Earlier in the week Nicky had told me with excitement that in the room adjacent to me was another girl who had had the same operation as me on the same day. She was number 27. In a strange coincidence she was from Brisbane and was also a journalist. She was little older than me with a family but I was filled with excitement.
Throughout the week I had enquired how she was going and how she had gone with getting her dressing off, or if she had been as sick as me. It was great to get feedback about someone who was going through the same thing and for me to measure my progress on.
The first few days we had been too unwell to meet but now we were both able to get up and crutch about I had asked the nurse if she was well enough for a visitor.
I was nervous to finally meet Ali, but I shouldn’t have worried
Sitting up in bed, there was a sparkle in her eyes as we chatted.
It was so good to be able to chat to someone who completely understood what I was going through, who was experiencing the same things and filled with the same thoughts and worries.
It was interesting to hear her experiences on the ketamine which were polar opposite to mine. While I had felt nothing but love, she had experienced anger and agitation. Later looking up the drug it explained that it can produce both reactions. She even went on strike at one point, refusing to take her drugs, or eat and drink until the nurses let her stop using the bed pan and go to the real toilet.
Ali had lost her leg 18 months ago in a car accident and had found wearing a prosthetic leg just too uncomfortable. She had found out about this operation about a year ago from a friend and like any good journalist had thoroughly researched both the procedure, Dr Al Muderis and spoken to others who had had the surgery. It struck me how little research I myself had done. I think I was simply just so keep to have it done that I hadn’t looked into it much more than checking Dr Al Muderis credentials.
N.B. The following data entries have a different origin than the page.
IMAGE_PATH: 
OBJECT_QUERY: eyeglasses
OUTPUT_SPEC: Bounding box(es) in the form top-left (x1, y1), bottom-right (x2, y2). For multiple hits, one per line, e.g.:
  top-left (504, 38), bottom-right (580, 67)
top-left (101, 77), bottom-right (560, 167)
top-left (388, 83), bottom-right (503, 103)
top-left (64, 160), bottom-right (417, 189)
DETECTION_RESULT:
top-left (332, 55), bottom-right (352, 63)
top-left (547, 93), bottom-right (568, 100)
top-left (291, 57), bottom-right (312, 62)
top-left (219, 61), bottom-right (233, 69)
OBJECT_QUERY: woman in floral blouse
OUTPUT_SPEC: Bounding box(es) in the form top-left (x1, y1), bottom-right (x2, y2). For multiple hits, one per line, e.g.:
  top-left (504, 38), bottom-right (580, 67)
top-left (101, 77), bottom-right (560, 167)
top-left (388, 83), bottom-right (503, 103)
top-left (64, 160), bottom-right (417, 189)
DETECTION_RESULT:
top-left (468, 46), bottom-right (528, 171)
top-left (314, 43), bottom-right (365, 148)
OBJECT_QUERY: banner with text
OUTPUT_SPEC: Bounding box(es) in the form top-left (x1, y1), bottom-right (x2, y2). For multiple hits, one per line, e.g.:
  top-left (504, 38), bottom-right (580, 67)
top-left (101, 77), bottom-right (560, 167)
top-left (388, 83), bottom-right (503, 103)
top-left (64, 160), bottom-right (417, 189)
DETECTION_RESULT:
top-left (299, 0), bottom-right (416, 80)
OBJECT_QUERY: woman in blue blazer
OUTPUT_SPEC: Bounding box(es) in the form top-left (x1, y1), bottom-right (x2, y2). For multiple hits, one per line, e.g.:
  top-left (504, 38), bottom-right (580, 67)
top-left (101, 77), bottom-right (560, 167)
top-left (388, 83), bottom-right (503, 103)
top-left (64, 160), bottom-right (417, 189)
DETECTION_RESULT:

We bonded over our love of shopping and fashion and our excitement to be able to wear pants and jeans and look good in them.
She was a warm and generous person, offering to share the contacts of her physio and prosthetist in Brisbane and offering for me to stay with her if I ever needed to.
It was great having her in hospital with me. We would crutch to each other’s room for a chat and cup of tea.
On the night I told her I would be leaving I could see the disappointment in her face, not just that I was leaving but that she was forced to stay longer as she wasn’t coping as well on the drugs.
But I know I have a friend for life in her.